= William Peryn =

English theologian

William Peryn (died 1558) was an English Roman Catholic priest and Dominican friar who in the reign of Mary I became prior of the short-lived Priory of St Bartholomew's, Smithfield, London.

==Life==
Peryn was educated at Blackfriars in Oxford and there are records of him being there in 1529 and 1531, the year in which he was ordained. He went to London and was a preacher strongly against heresy, and a chaplain to Sir John Port. Soon after Henry VIII’s Royal Act of Supremacy, 1534, he went into exile, but in 1543 returned to England, when he applied for the degree of Bachelor of Theology at Oxford. He became a chantrist at St Paul's and early in 1547 preached in favour of images in religious services.
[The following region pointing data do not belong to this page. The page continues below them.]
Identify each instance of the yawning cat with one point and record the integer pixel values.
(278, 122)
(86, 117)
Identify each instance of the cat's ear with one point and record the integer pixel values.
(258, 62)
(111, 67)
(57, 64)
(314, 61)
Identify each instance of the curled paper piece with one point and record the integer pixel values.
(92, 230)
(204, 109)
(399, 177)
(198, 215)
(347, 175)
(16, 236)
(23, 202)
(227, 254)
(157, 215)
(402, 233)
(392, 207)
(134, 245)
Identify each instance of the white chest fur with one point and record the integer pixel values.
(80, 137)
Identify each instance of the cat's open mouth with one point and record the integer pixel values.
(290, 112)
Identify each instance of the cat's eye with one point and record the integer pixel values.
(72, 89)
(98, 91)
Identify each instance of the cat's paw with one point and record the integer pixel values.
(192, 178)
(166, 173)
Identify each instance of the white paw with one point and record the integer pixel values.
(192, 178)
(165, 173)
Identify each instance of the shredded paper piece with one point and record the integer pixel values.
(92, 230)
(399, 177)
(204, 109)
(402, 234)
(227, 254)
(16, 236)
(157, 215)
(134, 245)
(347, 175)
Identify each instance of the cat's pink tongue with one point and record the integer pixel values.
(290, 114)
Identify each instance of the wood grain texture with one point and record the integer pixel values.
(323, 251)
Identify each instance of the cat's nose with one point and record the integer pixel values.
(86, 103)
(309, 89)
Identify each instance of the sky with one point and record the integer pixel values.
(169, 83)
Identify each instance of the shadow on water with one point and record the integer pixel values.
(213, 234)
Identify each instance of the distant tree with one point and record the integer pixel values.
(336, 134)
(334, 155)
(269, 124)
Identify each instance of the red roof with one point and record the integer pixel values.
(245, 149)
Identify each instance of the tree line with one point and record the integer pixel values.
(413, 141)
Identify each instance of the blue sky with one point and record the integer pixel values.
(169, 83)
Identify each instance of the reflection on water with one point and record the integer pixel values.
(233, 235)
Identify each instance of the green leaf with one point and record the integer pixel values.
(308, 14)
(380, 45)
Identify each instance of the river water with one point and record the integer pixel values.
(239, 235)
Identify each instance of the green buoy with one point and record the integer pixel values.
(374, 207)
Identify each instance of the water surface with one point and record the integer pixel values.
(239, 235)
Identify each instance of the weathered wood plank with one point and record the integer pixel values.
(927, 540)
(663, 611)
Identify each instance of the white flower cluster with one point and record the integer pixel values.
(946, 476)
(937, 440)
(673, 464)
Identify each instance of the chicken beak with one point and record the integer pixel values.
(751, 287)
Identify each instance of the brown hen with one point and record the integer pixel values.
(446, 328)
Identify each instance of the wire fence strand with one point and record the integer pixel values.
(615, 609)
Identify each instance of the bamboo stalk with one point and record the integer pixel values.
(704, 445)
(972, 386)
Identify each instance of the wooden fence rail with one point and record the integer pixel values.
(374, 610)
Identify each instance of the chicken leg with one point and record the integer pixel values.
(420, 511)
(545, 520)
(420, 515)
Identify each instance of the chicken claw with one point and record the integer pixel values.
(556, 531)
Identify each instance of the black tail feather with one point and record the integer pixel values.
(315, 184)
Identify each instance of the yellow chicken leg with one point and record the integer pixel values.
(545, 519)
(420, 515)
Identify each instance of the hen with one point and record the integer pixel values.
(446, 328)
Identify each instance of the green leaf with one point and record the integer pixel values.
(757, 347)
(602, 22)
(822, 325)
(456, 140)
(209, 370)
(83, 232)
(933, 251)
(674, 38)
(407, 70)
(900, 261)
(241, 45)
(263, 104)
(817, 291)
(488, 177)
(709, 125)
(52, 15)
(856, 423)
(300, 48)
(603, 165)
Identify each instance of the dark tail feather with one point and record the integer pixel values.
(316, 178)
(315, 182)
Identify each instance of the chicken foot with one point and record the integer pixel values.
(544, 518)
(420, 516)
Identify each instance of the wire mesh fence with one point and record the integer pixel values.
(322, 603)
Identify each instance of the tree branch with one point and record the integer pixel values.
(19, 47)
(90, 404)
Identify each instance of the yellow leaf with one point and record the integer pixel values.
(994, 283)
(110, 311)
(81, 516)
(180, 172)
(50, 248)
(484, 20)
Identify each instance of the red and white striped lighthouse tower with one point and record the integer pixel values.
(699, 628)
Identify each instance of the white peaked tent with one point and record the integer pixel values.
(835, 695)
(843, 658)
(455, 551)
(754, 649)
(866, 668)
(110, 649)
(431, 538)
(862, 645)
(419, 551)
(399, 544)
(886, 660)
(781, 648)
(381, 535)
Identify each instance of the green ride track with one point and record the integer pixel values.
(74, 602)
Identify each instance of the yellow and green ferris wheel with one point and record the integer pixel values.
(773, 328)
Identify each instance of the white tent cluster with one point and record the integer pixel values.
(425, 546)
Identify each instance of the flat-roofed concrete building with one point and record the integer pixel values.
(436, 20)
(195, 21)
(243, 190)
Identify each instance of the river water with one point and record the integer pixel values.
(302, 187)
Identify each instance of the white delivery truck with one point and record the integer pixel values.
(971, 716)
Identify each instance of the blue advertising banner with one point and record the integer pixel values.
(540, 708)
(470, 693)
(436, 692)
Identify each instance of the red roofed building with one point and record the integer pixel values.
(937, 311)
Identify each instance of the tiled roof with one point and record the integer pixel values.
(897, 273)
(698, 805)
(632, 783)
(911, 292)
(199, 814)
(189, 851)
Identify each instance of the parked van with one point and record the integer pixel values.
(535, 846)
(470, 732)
With the accession of the Protestant Edward VI in 1547, Peryn went into exile again, spending several years in Louvain before returning to England in 1553 upon the accession of the Roman Catholic Mary I. That year, he was appointed prior of the Dominican house at St Bartholomew's in Smithfield, London, the first religious house founded by Mary. On 8 February 1556 Peryn is recorded by the diarist Henry Machyn as preaching at Paul's Cross.

Peryn was the author of three books: Thre Godly Sermons of the Sacrament of the Aulter (1546); Spirituall exercyses and goostly meditacions, and a neare waye to come to perfection and lyfe contemplatyve (1557); and De frequenter celebranda missa (of which no copy survives).

The three godly sermons were originally preached at St Anthony's Hospital in London and are dedicated to Edmund Bonner, Bishop of London. Peryn borrowed heavily from Bishop of Rochester John Fisher's De veritate corporis et sanguinis Christi in eucharistia, and in a preface he explains why he has published the sermons:

... in homely and playne sentens, by cause that I have cheflye prepared them ... for the unlearned. And the veryte (beyng delectable and bewtifull of herselfe) nedeth not, the gorgius ornamentes, of eloquens. Also the matters of our fayth, hath moche lesse nede of rethoricall perswacyons, havynge theyr grond, and fundacyon, upon the infallyble veritie, of goddes holy worde.

Peryn's Spirituall exercyses was dedicated to two exiled English nuns: Katherine Palmer, abbess of the nuns at Syon in Isleworth, and Dorothy Clement, a Poor Clare at Louvain and the daughter of Sir Thomas More's adopted daughter Margaret Clement. It was also based on Nicolaus van Esch's Exercitia theologiae mysticae. This work by Peryn was to have a long readership among English recusants and was much treasured by Margaret Clitheroe. It would be republished by a Catholic press of Caen in 1598.

Peryn died in 1558 and was buried in St Bartholomew's on 22 August, at the high altar.